Olivia cleared her throat. “Anyway,” she said, “the event being targeted is a charity event put on by the mayor’s office.” Carisi had a sudden feeling of realization settle like ice in his stomach. “Joint-terrorism suspects that the person behind the threats works either for the mayor’s office or for the event itself, but getting to interview the people involved without causing a panic is proving to be difficult.” She pursed her lips. “Made more so by the fact that the mayor’s office isn’t exactly cooperating fully with the investigation.”
Carisi worried his lower lip for a moment before sighing heavily. “I may know someone who can help us,” he said reluctantly. “Someone who’s been invited to participate in the pageant and could talk to staff and other participants without raising suspicion.”
“No wonder you were so sensitive about blowing it up,” Rollins said with a smirk. “You dating a beauty queen, Carisi?”
“Beauty king, I think you mean,” Fin said with an identical smirk.
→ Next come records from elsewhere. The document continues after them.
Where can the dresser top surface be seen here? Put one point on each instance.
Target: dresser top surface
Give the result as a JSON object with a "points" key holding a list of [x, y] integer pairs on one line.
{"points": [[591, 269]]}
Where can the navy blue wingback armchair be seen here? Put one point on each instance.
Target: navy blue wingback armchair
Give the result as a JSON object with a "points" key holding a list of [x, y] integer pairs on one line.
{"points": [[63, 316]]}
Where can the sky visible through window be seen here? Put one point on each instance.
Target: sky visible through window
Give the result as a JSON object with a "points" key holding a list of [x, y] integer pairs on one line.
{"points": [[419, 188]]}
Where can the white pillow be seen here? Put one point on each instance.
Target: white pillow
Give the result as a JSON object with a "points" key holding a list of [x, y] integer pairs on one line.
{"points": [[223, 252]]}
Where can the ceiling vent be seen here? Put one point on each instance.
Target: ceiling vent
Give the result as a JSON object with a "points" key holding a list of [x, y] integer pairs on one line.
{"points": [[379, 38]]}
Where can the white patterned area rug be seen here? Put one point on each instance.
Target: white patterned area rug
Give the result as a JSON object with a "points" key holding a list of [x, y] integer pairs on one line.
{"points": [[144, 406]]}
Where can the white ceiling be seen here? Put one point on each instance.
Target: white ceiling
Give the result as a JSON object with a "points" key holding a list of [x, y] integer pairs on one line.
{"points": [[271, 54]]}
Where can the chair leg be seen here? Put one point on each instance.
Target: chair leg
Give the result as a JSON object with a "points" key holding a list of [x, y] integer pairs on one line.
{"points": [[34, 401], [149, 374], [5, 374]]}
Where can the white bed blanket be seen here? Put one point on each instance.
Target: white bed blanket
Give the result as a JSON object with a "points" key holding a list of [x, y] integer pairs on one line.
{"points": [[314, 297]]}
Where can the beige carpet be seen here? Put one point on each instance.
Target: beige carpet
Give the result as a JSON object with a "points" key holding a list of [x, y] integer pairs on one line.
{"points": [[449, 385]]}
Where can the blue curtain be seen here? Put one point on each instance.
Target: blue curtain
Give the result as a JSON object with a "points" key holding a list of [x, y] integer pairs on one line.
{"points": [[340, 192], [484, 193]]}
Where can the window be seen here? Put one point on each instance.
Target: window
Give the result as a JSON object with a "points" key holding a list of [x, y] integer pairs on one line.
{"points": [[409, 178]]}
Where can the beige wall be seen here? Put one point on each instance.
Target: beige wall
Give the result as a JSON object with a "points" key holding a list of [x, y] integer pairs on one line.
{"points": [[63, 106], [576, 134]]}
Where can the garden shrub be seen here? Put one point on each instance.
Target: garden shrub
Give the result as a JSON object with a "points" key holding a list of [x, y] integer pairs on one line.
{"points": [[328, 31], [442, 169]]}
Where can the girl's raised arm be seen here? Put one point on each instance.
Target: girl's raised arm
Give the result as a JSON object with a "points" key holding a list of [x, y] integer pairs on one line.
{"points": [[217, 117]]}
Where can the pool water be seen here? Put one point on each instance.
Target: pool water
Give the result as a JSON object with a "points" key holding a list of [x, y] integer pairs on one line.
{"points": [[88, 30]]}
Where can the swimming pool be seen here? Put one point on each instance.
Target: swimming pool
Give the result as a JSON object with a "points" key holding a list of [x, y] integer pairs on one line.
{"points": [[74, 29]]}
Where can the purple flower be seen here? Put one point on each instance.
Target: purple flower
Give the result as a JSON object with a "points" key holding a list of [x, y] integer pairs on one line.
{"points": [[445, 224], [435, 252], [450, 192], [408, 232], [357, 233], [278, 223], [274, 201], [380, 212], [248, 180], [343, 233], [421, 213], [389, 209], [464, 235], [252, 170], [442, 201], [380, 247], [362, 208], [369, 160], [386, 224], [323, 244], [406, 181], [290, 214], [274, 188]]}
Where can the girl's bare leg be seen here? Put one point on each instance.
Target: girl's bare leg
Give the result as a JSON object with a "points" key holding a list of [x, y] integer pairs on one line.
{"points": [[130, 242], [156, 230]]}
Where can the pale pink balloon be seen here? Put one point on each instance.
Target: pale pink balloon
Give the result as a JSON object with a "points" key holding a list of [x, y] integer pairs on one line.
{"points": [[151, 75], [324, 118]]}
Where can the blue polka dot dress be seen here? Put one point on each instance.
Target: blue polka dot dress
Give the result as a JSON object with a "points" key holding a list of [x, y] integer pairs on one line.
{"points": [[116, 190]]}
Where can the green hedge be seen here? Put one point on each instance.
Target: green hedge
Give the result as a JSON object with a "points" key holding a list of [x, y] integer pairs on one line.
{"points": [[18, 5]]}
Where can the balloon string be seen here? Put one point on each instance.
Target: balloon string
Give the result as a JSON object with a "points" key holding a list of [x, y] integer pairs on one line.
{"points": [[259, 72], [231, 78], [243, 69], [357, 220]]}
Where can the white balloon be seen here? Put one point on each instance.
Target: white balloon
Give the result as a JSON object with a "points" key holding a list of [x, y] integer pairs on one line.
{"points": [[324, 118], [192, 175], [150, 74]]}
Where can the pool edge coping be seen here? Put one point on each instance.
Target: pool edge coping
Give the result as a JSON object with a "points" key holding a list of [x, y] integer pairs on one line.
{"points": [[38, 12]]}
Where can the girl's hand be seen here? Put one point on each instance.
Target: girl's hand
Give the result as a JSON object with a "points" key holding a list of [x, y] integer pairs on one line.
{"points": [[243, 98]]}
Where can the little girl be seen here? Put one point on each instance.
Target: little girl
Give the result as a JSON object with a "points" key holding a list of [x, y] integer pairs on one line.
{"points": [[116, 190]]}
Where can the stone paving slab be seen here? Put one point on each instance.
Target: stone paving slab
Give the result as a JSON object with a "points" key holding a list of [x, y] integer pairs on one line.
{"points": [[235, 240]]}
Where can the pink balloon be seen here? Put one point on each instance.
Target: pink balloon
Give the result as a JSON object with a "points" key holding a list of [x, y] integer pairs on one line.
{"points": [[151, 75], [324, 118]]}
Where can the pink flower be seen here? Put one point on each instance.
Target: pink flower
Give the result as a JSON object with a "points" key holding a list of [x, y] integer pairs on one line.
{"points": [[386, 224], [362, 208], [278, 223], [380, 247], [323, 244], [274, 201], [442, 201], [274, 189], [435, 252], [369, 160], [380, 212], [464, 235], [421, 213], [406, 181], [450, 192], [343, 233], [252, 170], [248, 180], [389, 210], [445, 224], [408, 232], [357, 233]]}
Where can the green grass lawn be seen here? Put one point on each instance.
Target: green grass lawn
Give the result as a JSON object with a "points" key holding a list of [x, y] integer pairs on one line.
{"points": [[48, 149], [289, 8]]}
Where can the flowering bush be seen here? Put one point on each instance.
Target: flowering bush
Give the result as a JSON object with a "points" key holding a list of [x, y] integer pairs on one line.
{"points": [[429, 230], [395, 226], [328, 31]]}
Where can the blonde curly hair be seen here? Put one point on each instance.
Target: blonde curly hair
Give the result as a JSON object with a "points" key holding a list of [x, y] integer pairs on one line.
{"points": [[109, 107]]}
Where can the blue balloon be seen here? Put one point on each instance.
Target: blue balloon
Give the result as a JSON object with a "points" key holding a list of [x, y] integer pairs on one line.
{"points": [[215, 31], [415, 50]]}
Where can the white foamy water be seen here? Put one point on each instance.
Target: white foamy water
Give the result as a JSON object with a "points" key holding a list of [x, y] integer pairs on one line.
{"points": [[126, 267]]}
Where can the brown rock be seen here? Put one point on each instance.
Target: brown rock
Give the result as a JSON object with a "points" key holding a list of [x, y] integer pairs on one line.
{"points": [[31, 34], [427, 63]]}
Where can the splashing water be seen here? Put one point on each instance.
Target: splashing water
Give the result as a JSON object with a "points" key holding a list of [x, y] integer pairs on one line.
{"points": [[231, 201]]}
Olivia ignored both of them. “That’s great, Carisi,” she said, though her enthusiasm was tempered somewhat. “Why are you saying it like it’s a bad thing?”
“Because he’s actually, literally going to murder me,” Carisi sighed, already pulling out his cellphone and dialing Barba’s number from memory. “But maybe it’d be better if you spoke to him first.”
He handed his phone to Olivia, who looked baffled even as she held it up to her ear, though recognition and understanding flashed across her face as soon as Barba picked up. “Actually, Rafa, it’s me,” she said. “Just using Carisi’s cellphone.”
“Rafa?” Rollins repeated, as Olivia walked away, talking on the phone in an undertone. “You mean—”
“Barba,” Fin said, his grin widening. “Of course. Now it all makes sense.” He turned his smirk on Carisi. “He really is going to kill you, you know.”
“I know,” Carisi sighed, slumping down at his desk.”Let’s just hope we find the bomber and quick.”
Both Rollins and Fin looked like there was more they wanted to say to that — more jokes they wanted to make at Carisi’s expense, more like — but Olivia appeared, looking grim. “He’s in,” she said, handing Carisi’s phone back to him. “He’s not thrilled, needless to say, but he’s agreed to help.”
Carisi looked up at her hopefully. “Does that mean he’s not going to kill me?”
“Rollins, liaise with Joint-terrorism, loop them in to the plan,” Olivia said, conspicuously avoiding answering Carisi’s question, at least directly. “Fin, reach out to the pageant coordinators. Figure out what sort of costumes we’re going to need and then head to evidence and see what you can pull from there. Carisi…” She trailed off. “You’re going to serve as Barba’s handler.”
“His handler,” Olivia repeated. “You’ll be monitoring him and serving as NYPD support for every stage of the operation. You’ll keep him posted on developments and assist him however needed without breaking his cover.”
“Why me?” Carisi asked with something like horror.
Olivia cleared her throat. “He requested you,” she said delicately.
“Oh, God,” Carisi groaned. “He really is going to kill me.”